Kapolres Pemalang AKBP Rendy Setia Permana melalui Kasat Narkoba AKP Wahyudi Wibowo menyampaikan, dari tangan tersangka petugas menyita sebanyak 1.467 butir obat keras. Barang bukti tersebut terdiri atas berbagai jenis, antara lain Tramadol, Trihexyphenidyl, Hexymer, dan Yarindo.

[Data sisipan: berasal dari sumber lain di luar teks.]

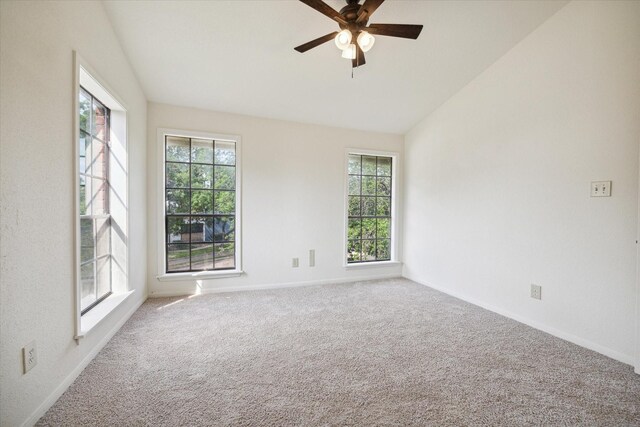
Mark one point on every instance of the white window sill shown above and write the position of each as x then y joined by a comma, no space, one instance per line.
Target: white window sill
201,275
358,265
98,313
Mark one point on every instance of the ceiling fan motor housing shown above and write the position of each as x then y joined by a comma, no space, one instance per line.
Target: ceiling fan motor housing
350,14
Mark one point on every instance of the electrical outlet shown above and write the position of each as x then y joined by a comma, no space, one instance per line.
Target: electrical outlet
536,291
601,189
29,356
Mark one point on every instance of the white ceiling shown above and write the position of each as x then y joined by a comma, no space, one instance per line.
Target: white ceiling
237,56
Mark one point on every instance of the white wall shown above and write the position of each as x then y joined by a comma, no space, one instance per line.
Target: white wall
498,178
292,197
37,193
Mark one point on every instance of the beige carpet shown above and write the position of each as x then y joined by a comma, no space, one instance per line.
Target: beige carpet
371,353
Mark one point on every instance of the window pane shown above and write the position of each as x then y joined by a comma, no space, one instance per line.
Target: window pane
99,195
178,201
84,147
383,251
384,187
177,149
208,175
178,257
225,178
369,228
87,285
355,229
224,255
82,150
95,232
354,184
83,196
87,246
369,216
201,151
368,250
369,185
99,121
201,176
103,276
353,250
223,229
383,207
384,228
368,206
354,206
225,202
368,165
98,159
202,256
103,236
201,229
384,166
201,201
85,111
177,230
225,153
177,175
354,164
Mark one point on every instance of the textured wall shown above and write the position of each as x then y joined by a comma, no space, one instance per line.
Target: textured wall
37,191
292,191
498,181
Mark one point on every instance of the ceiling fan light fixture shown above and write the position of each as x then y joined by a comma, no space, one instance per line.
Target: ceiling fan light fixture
365,41
349,52
343,39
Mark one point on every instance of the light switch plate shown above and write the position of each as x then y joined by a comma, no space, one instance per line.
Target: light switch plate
600,188
536,291
29,356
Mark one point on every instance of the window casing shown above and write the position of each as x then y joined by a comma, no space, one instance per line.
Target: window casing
95,219
200,204
370,208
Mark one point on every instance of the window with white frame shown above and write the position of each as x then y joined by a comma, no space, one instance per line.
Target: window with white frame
101,199
201,203
370,205
95,218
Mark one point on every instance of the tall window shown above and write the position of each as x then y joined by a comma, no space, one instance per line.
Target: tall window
200,204
369,208
95,220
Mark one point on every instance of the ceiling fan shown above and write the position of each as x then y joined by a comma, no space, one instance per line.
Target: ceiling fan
354,37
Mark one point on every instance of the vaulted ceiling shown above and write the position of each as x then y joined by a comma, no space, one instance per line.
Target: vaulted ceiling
237,56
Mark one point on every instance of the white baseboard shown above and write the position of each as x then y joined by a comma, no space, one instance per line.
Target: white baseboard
55,395
621,357
275,285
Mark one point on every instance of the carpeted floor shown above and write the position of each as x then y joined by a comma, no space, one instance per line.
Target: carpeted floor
370,353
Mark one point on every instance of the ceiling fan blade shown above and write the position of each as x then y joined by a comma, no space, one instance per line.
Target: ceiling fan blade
395,30
325,9
369,6
359,59
317,42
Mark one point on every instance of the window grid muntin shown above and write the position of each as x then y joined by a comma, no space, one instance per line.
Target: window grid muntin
361,217
189,216
105,194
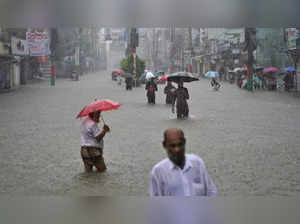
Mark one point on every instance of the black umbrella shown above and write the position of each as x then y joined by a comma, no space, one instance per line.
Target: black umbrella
127,75
182,76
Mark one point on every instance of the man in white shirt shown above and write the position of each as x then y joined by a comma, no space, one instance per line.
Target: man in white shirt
180,174
91,141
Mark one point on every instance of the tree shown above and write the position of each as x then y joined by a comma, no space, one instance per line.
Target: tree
127,65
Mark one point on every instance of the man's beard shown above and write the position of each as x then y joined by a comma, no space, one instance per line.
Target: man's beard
177,159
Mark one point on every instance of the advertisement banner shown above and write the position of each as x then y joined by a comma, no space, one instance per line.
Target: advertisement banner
298,39
19,47
38,44
292,36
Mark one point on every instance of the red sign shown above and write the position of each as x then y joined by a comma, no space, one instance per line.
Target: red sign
42,59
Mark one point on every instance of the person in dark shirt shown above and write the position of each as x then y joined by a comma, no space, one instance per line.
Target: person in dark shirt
180,97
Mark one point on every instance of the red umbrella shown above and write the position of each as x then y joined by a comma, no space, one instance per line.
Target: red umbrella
164,78
98,105
270,69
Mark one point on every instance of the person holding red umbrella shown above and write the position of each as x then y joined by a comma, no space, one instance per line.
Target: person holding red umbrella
91,139
92,143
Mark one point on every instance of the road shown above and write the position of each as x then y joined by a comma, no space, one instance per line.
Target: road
249,141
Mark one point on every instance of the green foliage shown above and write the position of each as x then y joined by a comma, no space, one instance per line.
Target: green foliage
127,65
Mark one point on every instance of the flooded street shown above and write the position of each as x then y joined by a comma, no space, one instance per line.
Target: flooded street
249,141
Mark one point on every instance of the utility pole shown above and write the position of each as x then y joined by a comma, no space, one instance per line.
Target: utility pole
191,49
250,39
134,42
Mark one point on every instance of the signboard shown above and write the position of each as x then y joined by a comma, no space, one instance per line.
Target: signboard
38,44
43,59
298,76
298,39
19,46
293,35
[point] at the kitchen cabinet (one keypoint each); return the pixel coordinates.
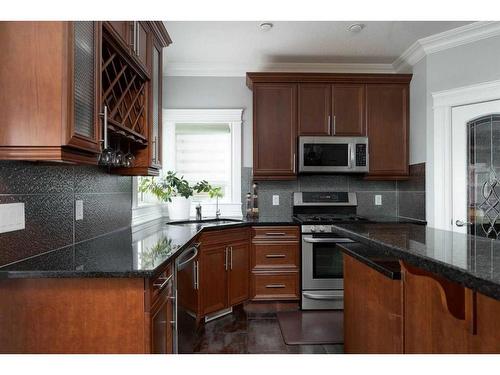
(337, 109)
(373, 310)
(388, 132)
(287, 105)
(213, 278)
(239, 272)
(162, 315)
(275, 264)
(224, 270)
(348, 110)
(50, 81)
(275, 130)
(314, 109)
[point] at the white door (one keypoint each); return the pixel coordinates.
(475, 167)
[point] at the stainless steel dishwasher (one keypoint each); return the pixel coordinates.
(187, 283)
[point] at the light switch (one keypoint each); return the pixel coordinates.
(79, 210)
(11, 217)
(276, 200)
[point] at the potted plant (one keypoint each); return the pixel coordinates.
(177, 193)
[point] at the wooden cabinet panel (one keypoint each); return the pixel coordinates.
(348, 108)
(239, 273)
(213, 279)
(275, 286)
(314, 114)
(275, 130)
(387, 123)
(373, 308)
(276, 233)
(434, 314)
(275, 255)
(123, 30)
(486, 338)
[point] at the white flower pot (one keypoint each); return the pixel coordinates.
(179, 208)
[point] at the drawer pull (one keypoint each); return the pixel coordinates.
(163, 283)
(275, 286)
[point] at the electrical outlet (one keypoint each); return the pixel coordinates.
(78, 210)
(276, 200)
(11, 217)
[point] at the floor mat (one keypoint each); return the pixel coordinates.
(312, 327)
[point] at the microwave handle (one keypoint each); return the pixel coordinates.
(350, 156)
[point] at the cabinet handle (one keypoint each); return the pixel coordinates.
(161, 285)
(196, 281)
(275, 286)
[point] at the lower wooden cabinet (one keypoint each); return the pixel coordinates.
(224, 270)
(441, 316)
(373, 310)
(275, 263)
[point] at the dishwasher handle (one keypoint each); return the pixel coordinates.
(181, 263)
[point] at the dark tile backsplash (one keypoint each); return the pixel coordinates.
(402, 198)
(49, 192)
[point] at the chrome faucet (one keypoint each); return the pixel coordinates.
(198, 212)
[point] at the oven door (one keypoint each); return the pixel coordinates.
(322, 263)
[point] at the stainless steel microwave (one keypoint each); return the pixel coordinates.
(331, 154)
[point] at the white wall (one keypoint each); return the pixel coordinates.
(212, 92)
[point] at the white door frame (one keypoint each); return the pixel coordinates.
(438, 188)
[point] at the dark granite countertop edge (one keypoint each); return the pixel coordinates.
(27, 274)
(363, 258)
(485, 286)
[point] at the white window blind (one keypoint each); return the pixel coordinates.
(203, 152)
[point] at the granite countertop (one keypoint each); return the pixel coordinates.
(141, 251)
(468, 260)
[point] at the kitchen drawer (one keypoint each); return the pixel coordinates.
(276, 233)
(225, 236)
(275, 286)
(161, 282)
(275, 255)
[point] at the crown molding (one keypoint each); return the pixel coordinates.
(203, 115)
(447, 39)
(235, 70)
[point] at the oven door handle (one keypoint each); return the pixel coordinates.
(326, 240)
(322, 296)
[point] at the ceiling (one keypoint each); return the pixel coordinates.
(243, 43)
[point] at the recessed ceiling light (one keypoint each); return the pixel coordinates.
(356, 27)
(266, 26)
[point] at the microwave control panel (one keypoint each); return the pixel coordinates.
(360, 155)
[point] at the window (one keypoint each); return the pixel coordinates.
(199, 144)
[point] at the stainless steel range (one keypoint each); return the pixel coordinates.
(322, 268)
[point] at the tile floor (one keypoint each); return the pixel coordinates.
(245, 332)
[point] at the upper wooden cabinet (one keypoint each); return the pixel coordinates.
(326, 109)
(314, 116)
(56, 79)
(373, 105)
(49, 76)
(387, 120)
(348, 110)
(275, 131)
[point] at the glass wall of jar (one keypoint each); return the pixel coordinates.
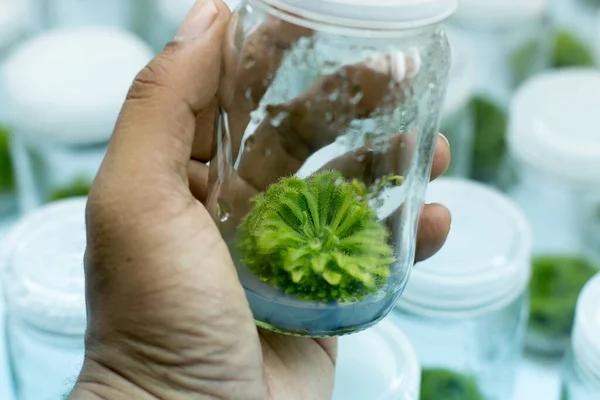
(15, 24)
(510, 42)
(575, 30)
(325, 142)
(42, 275)
(125, 14)
(458, 124)
(465, 309)
(66, 89)
(556, 147)
(377, 364)
(581, 372)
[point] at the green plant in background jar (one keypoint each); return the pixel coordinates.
(78, 187)
(318, 238)
(554, 289)
(7, 179)
(443, 384)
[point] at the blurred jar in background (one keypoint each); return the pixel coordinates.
(125, 14)
(555, 145)
(14, 27)
(66, 89)
(581, 372)
(457, 114)
(377, 364)
(510, 43)
(575, 33)
(42, 276)
(465, 309)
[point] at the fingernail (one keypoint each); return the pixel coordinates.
(445, 139)
(199, 20)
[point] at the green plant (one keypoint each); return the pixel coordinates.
(569, 51)
(318, 238)
(7, 179)
(489, 142)
(78, 187)
(442, 384)
(555, 286)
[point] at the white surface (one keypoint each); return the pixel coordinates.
(378, 14)
(377, 364)
(496, 13)
(586, 333)
(553, 125)
(69, 85)
(486, 259)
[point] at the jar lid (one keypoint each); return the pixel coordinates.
(486, 14)
(41, 260)
(586, 331)
(374, 14)
(377, 364)
(554, 122)
(461, 84)
(485, 262)
(14, 20)
(69, 85)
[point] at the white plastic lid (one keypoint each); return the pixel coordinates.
(461, 84)
(14, 20)
(41, 260)
(586, 331)
(376, 14)
(554, 120)
(377, 364)
(485, 262)
(499, 13)
(69, 85)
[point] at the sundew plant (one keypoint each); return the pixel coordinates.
(318, 238)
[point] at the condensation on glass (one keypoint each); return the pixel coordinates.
(581, 367)
(61, 131)
(329, 117)
(556, 150)
(43, 284)
(465, 309)
(14, 27)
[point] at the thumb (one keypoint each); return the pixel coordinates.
(155, 131)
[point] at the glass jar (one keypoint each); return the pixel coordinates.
(377, 364)
(465, 309)
(556, 150)
(14, 26)
(62, 119)
(458, 124)
(325, 145)
(575, 24)
(42, 274)
(581, 372)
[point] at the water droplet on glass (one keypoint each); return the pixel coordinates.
(223, 211)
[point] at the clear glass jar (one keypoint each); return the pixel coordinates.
(556, 151)
(377, 364)
(458, 123)
(581, 372)
(42, 275)
(58, 151)
(575, 24)
(465, 309)
(327, 128)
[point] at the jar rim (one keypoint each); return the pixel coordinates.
(376, 15)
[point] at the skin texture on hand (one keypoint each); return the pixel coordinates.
(167, 315)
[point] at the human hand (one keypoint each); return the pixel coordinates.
(168, 317)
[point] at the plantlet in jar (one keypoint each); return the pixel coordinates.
(7, 180)
(318, 238)
(555, 286)
(438, 384)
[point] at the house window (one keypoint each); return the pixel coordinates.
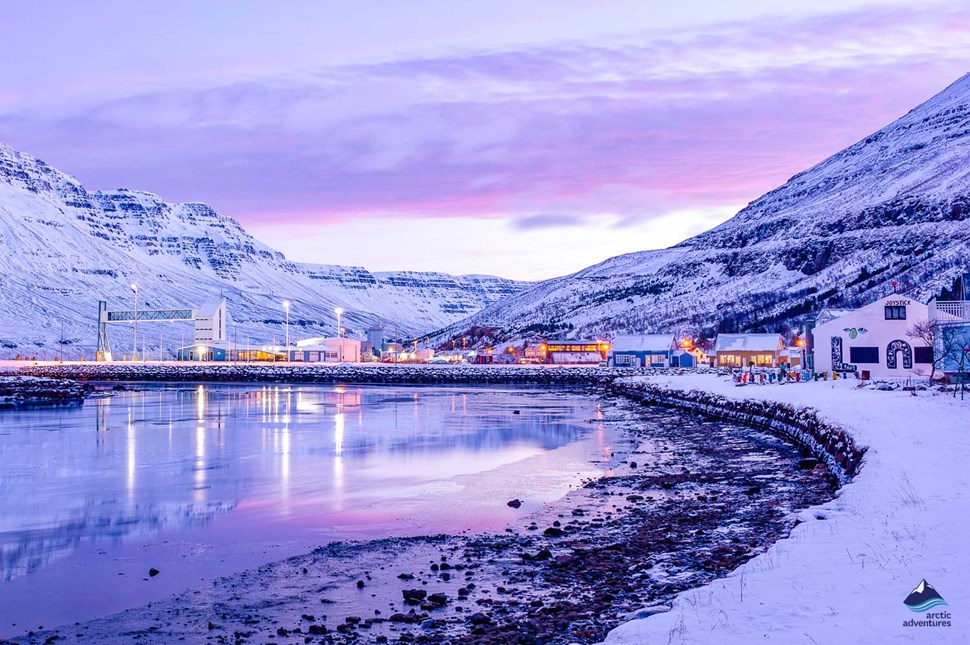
(895, 312)
(864, 355)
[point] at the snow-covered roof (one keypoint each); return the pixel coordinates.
(748, 343)
(309, 343)
(643, 343)
(825, 315)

Menurut Wahyudi, tersangka merupakan warga setempat yang bekerja serabutan. Dalam pemeriksaan, AAS mengaku nekat mengedarkan obat-obatan tersebut karena tergiur keuntungan untuk memenuhi kebutuhan sehari-hari.
Atas perbuatannya, tersangka dijerat dengan Pasal 435 juncto Pasal 138 ayat (2) dan (3) Undang-Undang RI Nomor 17 Tahun 2023 tentang Kesehatan, serta Pasal 436 ayat (2) juncto Pasal 145 ayat (1) undang-undang yang sama. Ancaman hukuman maksimal mencapai 12 tahun penjara.
Lebih lanjut, Wahyudi menegaskan bahwa sejak awal 2026, pihaknya terus mengintensifkan pemberantasan peredaran obat keras di wilayah Pemalang. Hingga pertengahan April, polisi telah mengungkap enam kasus dengan enam tersangka.